Davon ist vorerst nicht auszugehen. 673 Millionen Euro sind absolut gesehen ein hoher Betrag. Gemessen an den gesamten Sozialausgaben, zu denen auch die Pensionen und die Gesundheitsversorgung gezählt werden, macht die Mindestsicherung aber nur 0,7 Prozent aus.

Welche Auswirkungen hat der Flüchtlingsstrom auf die Mindestsicherung?
Das Arbeitsmarktservice rechnet damit, dass 2016 rund 30.000 zusätzliche Asylberechtigte auf Jobsuche gehen. Der Großteil wird zumindest für einige Zeit Mindestsicherung beziehen. Ergo ist davon auszugehen, dass nicht nur die Zahl der Mindestsicherungsbezieher sprunghaft ansteigen wird. Noch steiler dürfte der Anstieg bei der Gesamtsumme der Auszahlungen sein: Denn während der durchschnittliche Bezieher pro Monat 320 Euro erhält – oft als „Aufdeckelung“ zum geringen Einkommen –, dürfte das Gros der Neu-Einsteiger die volle Höhe kassieren.
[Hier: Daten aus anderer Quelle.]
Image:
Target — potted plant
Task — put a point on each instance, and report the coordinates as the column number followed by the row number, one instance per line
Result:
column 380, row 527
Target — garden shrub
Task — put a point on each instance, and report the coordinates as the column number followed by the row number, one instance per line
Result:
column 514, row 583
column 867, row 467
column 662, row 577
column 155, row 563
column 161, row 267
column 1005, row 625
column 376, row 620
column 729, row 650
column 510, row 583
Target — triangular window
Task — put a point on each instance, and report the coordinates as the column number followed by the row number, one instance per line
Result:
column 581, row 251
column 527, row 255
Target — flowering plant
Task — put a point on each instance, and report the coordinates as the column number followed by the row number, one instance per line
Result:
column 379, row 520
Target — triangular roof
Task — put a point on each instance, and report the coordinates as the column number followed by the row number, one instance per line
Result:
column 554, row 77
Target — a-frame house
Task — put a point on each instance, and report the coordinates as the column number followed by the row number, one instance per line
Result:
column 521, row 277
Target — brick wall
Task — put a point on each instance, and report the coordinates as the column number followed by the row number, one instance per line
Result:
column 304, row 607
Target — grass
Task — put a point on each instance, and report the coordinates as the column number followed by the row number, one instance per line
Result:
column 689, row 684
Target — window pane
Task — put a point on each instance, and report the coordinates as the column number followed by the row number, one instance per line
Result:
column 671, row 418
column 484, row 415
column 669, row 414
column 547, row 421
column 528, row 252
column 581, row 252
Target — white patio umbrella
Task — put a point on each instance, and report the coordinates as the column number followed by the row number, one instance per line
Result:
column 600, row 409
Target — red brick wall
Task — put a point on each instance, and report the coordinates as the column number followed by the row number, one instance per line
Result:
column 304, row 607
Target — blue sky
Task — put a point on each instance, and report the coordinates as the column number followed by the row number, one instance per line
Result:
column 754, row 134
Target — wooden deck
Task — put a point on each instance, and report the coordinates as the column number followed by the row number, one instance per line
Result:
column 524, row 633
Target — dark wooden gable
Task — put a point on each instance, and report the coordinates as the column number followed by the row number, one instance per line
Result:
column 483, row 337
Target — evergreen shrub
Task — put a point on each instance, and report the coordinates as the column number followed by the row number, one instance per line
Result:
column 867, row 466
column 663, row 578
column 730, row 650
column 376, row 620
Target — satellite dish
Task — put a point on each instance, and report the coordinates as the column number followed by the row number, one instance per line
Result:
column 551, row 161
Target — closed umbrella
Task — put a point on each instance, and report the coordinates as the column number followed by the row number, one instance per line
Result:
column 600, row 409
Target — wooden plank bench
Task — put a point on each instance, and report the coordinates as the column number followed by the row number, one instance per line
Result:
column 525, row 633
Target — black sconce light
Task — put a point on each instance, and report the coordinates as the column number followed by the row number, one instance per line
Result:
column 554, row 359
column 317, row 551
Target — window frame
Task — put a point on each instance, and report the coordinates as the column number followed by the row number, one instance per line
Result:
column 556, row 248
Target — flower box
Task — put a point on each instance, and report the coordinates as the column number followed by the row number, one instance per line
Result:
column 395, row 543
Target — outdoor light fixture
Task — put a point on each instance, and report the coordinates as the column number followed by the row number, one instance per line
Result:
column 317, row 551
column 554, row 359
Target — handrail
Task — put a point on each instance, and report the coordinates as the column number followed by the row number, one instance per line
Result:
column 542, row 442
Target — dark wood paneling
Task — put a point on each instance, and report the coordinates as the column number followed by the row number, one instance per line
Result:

Sind die Sozialleistungen in Österreich ein zentraler Grund für Menschen aus Ländern wie Afghanistan oder Syrien, hierher zu flüchten?
Laut ÖVP ja. Die Sozialleistungen seien beispielsweise schon für bulgarische Staatsbürger angesichts des dortigen Durchschnittsverdienstes von 416 Euro im Monat ein Anreiz, arbeitslos in Österreich zu leben, argumentiert ÖVP-Mann Lopatka. Dem widersprechen etwa die Hilfsorganisationen. „Der Pull-Effekt, also dass attraktive Sozial-Systeme Menschen nach Österreich ziehen, klingt plausibel, ist aber nicht belegbar. Die meisten Menschen, die Krieg oder wirtschaftlich schwierigen Verhältnissen entkommen, wollen unbedingt arbeiten“, sagt Caritas-Experte Machatschke. Das bestätigen auch Studien der OECD: Für Flüchtlinge zählt am meisten, wo sie mit einem fairen Asylverfahren rechnen können und wo sie (familiären) Anschluss haben. Das ist auch der Grund, warum im Sommer die Asylanträge in Österreich und Deutschland, die für ihre hohe Rechtssicherheit bekannt sind, rapide anstiegen, während sie in Frankreich trotz einer sozialen Mindestsicherung de facto unverändert blieben. Umgekehrt wollen viele Flüchtlinge nach Großbritannien – obwohl sie dort keine Sozialhilfe erwarten dürfen. Der Grund: Sie haben dort familiären Anschluss.

Wie würden sich der von der ÖVP geforderte Deckel und die Verschärfungen auswirken?
Rund zehn Prozent aller Haushalte wären betroffen. Da man 1500 Euro nur erreicht, wenn man Kinder hat, wären ausnahmslos Familien mit Kindern betroffen. Zusätzlich will die ÖVP Arbeitsfähigen, aber Arbeitsunwilligen sowie „Integrationsunwilligen“ (keine Bereitschaft, Kurse zu besuchen, etc.) die Sozialhilfe kürzen.

Wie gehen andere EU-Staaten mit den Sozialleistungen für Flüchtlinge um?
In Dänemark, das die Volkspartei als Vorbild definiert, werden die Sozialhilfeleistungen für alle halbiert, die in den vergangenen acht Jahren mindestens sieben Jahre nicht im Land waren. Diese Regel gilt für Dänen wie Ausländer, trifft aber vor allem Flüchtlinge – weil sie neu im Land sind.

SPÖ und ÖVP diskutieren, die BMS in die Verantwortung des Bundes zu übergeben? Warum und wozu?
Zum einen würde das eine Vereinheitlichung der Beträge bringen – bis dato gibt es ja nur einen Mindeststandard, den die Länder jedoch überbieten dürfen – und dies auch tun. Vor allem aber würde die Verwaltung vereinfacht, wenn nur noch eine Stelle – das Sozialministerium – zuständig wäre und nicht, wie jetzt, neun Landesstellen.